けれどお父様の件もある為、人目がある場所では一緒に行動しないようにしている。
「それでは、用がありましたら[呼び蟲]をお使い下さい」
ノーネームは小さくお辞儀をすると、身体が崩れ始めた。
彼女の形をしていたそれは蟲の群衆に変わって、馬車から出ていく。
「何度見ても鳥肌ものですわね」
蟲が完全に出て行った事を確認してから馬車の扉を開けた。
もう朝日が差し込んでおり、カーテンを閉め切った空間になれた目はその眩しさで開けられなくなった。
「待ちわびたぞ。ルガルアン帝国の姫君!!」
その場が揺れる程の大声。
目だけではなく耳まで潰された。
「その声は、ドラゴネス王国第一王子ユリアス様」
次第に目が光に慣れてきてぼんやりながら状態を把握する。
我が【敵兵知らずの鮮血処女城】が蹂躙されていた。
ユリアス様の魔法であろう無数の剣が地面に突き刺さっており、激しい戦闘があったのはたしか。
しかもユリアス様の聖剣【英傑なる聖処女】には血が付いている。
この惨状に、お父様の寄生蟲の消失。
考えるまでもない。
「……お父様を殺したのですか?」
「ん? いや、違うが。父君にはまだ対面してもいない」
「ならこの惨状はなんですの?」
「ああ! そういうことか。すまないすまない。兄弟喧嘩が白熱してな。帝国を荒らすつもりは全くなかったのだが」
「であれば、その血は」
「末弟の物だな。

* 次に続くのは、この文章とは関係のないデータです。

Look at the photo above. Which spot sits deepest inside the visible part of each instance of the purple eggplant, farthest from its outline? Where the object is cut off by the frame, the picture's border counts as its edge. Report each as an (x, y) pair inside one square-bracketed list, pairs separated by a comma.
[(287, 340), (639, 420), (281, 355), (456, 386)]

逃げようとしたものだから喝を入れてやろうと思ったのだが、なかなか際どく斬りつけてしまった」
それを聞いてすぐさま走ってユリアス様の元に駆け寄る。
ハンカチで彼の聖剣に付いた血を拭った。
「大切な聖剣が錆びてしまわれますわ」
その行動に感動したのか、瞳をうるませるユリアス様。
「感謝する! やはり優しい姫君ではないか。末弟め」
──予想外ではあったけれど、欲しい物は全て揃った。
ようやく貴方に会えますわ。
今度こそ、完全な貴方に──……。